Saak Samira, Oetting Dirk, Kollmeier Birger, Buhl Mareike
Medizinische Physik, Carl von Ossietzky Universität Oldenburg, Oldenburg, Germany.
Cluster of Excellence "Hearing4all", Carl von Ossietzky Universität Oldenburg, Oldenburg, Germany.
Trends Hear. 2025 Jan-Dec;29:23312165251349617. doi: 10.1177/23312165251349617. Epub 2025 Jun 30.
Audiological datasets contain valuable knowledge about hearing loss in patients, which can be uncovered using data-driven techniques. Our previous approach summarized patient information from one audiological dataset into distinct Auditory Profiles (APs). To obtain a better estimate of the audiological patient population, however, patient patterns must be analyzed across multiple, separated datasets, and finally, be integrated into a combined set of APs. This study aimed at extending the existing profile generation pipeline with an AP merging step, enabling the combination of APs from different datasets based on their similarity across audiological measures. The 13 previously generated APs ( = 595) were merged with 31 newly generated APs from a second dataset ( = 1,272) using a similarity score derived from the overlapping densities of common features across the two datasets. To ensure clinical applicability, random forest models were created for various scenarios, encompassing different combinations of audiological measures. A new set with 13 combined APs is proposed, providing separable profiles, which still capture detailed patient information from various test outcome combinations. The classification performance across these profiles is satisfactory. The best performance was achieved using a combination of loudness scaling, audiogram, and speech test information, while single measures performed worst. The enhanced profile generation pipeline demonstrates the feasibility of combining APs across datasets, which should generalize to all datasets and could lead to an interpretable global profile set in the future. The classification models maintain clinical applicability.

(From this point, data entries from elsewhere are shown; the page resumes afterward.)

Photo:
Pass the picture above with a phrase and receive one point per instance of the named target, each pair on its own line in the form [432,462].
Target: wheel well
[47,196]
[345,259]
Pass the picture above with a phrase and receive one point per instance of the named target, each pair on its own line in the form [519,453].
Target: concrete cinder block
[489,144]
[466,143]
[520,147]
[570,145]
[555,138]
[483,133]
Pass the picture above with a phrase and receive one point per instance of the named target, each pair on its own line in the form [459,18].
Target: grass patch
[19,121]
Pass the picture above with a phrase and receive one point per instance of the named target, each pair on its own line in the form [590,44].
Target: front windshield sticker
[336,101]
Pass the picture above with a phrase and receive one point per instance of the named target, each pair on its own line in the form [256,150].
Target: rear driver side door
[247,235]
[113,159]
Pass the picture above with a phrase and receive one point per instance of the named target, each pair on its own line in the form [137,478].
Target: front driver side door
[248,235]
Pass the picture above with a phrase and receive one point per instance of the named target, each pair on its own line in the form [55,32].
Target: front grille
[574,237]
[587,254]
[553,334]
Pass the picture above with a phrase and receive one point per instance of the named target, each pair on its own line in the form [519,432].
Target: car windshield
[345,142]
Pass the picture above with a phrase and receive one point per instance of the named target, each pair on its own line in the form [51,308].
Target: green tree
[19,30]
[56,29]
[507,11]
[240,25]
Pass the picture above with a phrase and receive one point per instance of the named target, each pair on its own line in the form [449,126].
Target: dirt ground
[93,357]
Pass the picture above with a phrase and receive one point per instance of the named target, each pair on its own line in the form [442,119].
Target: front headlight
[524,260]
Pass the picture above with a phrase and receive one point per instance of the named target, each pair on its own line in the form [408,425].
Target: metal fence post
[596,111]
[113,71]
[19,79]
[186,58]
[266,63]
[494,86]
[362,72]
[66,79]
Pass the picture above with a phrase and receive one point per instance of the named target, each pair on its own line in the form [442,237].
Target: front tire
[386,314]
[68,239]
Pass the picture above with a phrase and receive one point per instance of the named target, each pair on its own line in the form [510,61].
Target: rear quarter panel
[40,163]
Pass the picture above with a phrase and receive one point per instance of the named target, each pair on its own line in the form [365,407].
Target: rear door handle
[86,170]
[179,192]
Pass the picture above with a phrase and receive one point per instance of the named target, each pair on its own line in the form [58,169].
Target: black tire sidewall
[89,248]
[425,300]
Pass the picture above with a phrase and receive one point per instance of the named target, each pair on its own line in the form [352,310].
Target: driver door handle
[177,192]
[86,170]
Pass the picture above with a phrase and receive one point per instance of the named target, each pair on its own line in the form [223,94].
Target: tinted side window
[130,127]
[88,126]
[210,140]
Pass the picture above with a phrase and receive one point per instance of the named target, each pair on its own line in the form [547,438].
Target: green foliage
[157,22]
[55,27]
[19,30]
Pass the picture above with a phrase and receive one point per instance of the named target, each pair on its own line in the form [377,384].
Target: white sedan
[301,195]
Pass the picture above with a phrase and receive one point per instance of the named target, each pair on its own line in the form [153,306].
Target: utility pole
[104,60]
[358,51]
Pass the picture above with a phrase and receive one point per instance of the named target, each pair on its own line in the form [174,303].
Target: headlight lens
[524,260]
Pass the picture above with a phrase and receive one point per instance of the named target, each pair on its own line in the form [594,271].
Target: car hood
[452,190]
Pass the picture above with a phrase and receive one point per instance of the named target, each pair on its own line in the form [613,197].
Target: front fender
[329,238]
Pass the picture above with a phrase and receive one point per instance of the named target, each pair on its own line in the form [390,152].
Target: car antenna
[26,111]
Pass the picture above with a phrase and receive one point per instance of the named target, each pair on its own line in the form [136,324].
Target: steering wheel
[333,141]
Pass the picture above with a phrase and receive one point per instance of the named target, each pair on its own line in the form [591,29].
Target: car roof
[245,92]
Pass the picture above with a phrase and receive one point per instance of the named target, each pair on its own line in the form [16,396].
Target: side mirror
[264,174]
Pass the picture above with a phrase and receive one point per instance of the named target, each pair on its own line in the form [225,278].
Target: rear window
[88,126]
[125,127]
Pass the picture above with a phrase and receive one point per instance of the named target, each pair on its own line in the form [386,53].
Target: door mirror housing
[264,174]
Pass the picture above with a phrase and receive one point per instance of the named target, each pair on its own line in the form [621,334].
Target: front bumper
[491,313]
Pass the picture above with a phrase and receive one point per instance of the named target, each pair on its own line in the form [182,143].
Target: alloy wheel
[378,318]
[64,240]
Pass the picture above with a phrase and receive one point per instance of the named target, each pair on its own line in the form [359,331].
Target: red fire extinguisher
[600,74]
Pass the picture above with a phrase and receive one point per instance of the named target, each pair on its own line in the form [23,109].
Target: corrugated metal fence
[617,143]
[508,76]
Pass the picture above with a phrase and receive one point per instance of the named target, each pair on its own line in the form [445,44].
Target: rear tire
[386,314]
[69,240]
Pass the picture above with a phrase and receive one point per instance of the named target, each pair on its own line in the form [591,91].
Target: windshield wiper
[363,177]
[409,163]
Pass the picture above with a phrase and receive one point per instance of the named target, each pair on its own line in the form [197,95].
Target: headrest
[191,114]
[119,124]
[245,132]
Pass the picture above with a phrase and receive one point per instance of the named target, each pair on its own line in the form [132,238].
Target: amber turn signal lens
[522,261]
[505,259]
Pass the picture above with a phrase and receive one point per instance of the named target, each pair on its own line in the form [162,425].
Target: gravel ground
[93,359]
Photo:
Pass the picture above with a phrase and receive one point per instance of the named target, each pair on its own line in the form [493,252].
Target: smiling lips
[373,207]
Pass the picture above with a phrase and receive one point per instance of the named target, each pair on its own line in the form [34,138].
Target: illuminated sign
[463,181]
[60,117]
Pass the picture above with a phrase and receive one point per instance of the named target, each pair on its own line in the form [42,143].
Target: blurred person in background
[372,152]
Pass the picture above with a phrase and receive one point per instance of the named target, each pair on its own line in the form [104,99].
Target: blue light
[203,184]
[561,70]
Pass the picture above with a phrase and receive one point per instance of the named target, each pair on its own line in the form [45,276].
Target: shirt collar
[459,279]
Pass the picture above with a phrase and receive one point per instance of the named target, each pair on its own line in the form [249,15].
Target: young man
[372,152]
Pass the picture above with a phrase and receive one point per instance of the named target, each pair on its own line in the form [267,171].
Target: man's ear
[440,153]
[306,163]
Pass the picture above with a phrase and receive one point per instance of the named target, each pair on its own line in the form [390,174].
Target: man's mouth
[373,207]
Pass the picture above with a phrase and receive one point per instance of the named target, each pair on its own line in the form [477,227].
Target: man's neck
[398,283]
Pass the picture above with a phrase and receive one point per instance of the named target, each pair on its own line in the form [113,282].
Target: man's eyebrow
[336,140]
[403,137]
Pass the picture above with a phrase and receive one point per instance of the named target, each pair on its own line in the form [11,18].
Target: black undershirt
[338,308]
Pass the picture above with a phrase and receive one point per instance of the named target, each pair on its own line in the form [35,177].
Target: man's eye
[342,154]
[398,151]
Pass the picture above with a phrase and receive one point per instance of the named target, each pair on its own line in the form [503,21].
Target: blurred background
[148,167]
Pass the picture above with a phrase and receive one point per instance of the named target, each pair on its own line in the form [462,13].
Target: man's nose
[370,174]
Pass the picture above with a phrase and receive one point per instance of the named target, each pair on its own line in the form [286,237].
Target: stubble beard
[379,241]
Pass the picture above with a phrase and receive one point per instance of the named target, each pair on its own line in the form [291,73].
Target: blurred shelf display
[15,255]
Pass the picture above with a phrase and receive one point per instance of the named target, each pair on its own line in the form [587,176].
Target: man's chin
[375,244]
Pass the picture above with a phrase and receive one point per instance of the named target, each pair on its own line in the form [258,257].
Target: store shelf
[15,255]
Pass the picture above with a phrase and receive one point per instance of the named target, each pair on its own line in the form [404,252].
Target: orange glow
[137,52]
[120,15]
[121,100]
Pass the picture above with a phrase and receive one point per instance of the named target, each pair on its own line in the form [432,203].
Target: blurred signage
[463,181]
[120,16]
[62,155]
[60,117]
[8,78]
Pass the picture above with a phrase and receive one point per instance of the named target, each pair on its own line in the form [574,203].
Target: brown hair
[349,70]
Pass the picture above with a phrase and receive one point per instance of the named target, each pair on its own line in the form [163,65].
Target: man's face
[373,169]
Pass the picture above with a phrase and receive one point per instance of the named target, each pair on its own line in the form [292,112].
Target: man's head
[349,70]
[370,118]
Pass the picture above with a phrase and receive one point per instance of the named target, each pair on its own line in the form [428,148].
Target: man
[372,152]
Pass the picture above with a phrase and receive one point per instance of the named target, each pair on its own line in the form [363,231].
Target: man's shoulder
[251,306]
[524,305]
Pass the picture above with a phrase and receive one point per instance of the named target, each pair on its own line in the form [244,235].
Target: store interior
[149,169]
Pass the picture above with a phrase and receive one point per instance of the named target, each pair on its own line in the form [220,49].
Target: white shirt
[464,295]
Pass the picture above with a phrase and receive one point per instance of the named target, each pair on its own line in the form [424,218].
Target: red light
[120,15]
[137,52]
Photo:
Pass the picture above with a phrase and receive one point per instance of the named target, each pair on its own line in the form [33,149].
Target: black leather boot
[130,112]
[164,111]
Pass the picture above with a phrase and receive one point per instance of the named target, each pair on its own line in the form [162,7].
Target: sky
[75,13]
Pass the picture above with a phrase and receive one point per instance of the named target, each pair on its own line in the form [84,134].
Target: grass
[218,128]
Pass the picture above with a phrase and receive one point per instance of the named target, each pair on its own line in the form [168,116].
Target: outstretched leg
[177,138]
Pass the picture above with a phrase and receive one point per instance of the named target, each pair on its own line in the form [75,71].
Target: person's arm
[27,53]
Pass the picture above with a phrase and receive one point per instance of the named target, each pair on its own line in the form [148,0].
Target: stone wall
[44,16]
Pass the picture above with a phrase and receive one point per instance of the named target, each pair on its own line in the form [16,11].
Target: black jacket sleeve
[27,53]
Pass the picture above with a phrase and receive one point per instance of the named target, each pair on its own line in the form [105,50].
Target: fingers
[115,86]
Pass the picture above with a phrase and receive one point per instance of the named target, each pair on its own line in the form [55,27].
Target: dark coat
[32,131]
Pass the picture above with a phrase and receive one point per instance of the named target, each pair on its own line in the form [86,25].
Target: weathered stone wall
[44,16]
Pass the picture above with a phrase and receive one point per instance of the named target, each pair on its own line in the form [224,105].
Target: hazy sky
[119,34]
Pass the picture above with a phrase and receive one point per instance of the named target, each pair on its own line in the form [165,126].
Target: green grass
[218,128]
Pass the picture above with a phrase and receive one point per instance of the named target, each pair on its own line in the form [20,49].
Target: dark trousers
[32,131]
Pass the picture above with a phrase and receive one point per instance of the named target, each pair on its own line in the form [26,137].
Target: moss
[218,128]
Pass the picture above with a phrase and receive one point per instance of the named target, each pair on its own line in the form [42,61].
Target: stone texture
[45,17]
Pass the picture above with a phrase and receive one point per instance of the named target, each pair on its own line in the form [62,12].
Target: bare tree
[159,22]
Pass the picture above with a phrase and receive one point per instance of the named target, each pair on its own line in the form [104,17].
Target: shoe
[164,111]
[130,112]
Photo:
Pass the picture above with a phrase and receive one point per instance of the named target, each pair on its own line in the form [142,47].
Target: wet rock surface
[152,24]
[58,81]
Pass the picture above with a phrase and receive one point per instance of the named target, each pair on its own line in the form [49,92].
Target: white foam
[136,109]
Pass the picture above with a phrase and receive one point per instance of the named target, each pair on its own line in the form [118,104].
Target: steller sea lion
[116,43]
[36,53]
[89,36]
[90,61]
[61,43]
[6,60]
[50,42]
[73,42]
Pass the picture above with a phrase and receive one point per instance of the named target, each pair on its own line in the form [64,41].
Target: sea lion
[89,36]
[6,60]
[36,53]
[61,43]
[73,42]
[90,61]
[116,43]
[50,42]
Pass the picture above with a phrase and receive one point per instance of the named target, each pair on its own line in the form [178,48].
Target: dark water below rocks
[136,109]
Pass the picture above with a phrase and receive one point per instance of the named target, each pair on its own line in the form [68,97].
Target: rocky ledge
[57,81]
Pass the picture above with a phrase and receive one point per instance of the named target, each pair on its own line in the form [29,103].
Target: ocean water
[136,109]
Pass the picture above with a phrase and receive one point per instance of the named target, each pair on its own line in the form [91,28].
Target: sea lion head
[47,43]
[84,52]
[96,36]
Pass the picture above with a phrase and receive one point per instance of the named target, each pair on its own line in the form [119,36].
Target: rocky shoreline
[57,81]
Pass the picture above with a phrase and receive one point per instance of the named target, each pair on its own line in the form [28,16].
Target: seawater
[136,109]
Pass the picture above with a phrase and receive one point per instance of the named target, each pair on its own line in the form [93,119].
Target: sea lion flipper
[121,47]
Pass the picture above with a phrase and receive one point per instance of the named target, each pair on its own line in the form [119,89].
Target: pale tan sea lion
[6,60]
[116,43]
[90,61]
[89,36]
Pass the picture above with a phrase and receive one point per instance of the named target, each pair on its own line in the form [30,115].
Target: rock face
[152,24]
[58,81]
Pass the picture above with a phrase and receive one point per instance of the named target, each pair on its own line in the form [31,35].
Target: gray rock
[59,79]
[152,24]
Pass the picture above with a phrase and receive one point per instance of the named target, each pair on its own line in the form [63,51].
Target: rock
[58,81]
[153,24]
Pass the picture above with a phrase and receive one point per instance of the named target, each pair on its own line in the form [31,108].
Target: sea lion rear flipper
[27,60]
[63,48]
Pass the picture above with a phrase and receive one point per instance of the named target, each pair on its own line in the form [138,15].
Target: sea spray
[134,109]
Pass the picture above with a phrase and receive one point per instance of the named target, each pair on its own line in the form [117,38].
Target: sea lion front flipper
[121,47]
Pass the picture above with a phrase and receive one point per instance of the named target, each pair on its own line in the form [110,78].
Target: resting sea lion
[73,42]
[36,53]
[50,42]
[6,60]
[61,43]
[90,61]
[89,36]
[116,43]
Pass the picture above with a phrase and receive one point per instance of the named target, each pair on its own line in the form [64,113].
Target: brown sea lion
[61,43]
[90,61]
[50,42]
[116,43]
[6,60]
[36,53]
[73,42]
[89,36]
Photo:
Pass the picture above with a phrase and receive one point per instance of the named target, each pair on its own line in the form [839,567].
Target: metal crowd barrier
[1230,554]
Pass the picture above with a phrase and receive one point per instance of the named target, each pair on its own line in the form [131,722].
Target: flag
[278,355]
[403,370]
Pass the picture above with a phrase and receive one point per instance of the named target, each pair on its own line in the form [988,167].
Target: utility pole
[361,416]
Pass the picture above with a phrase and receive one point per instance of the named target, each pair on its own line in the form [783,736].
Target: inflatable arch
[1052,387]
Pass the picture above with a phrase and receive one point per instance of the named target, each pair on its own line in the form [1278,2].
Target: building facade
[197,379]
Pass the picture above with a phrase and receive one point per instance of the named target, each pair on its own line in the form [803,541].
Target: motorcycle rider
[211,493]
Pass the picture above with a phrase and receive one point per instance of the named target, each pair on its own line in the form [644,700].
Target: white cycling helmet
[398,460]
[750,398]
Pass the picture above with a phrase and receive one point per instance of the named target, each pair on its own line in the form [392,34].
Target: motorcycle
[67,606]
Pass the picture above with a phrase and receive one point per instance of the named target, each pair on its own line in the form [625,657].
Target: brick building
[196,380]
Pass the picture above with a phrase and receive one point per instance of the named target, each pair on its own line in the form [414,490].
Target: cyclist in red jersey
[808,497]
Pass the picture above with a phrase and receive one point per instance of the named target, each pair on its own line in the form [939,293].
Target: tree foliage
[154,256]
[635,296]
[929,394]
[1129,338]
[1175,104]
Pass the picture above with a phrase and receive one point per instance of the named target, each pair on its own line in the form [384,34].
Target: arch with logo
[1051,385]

听力学数据集包含有关患者听力损失的宝贵知识,这些知识可以通过数据驱动技术来挖掘。我们之前的方法将一个听力学数据集中的患者信息总结为不同的听觉特征(APs)。然而,为了更好地估计听力学患者群体,必须跨多个独立数据集分析患者模式,最后将其整合到一个组合的APs集合中。本研究旨在通过一个AP合并步骤扩展现有的特征生成流程,从而能够根据不同数据集在听力学测量方面的相似性来合并APs。使用从两个数据集共同特征的重叠密度得出的相似性分数,将之前生成的13个APs(n = 595)与来自第二个数据集的31个新生成的APs(n = 1272)进行合并。为确保临床适用性,针对各种情况创建了随机森林模型,涵盖听力学测量的不同组合。提出了一个包含13个组合APs的新集合,提供了可分离的特征,这些特征仍然能够从各种测试结果组合中捕捉详细的患者信息。这些特征的分类性能令人满意。使用响度缩放、听力图和言语测试信息的组合实现了最佳性能,而单一测量的性能最差。增强后的特征生成流程证明了跨数据集合并APs的可行性,这应该可以推广到所有数据集,并可能在未来导致一个可解释的全局特征集。分类模型保持了临床适用性。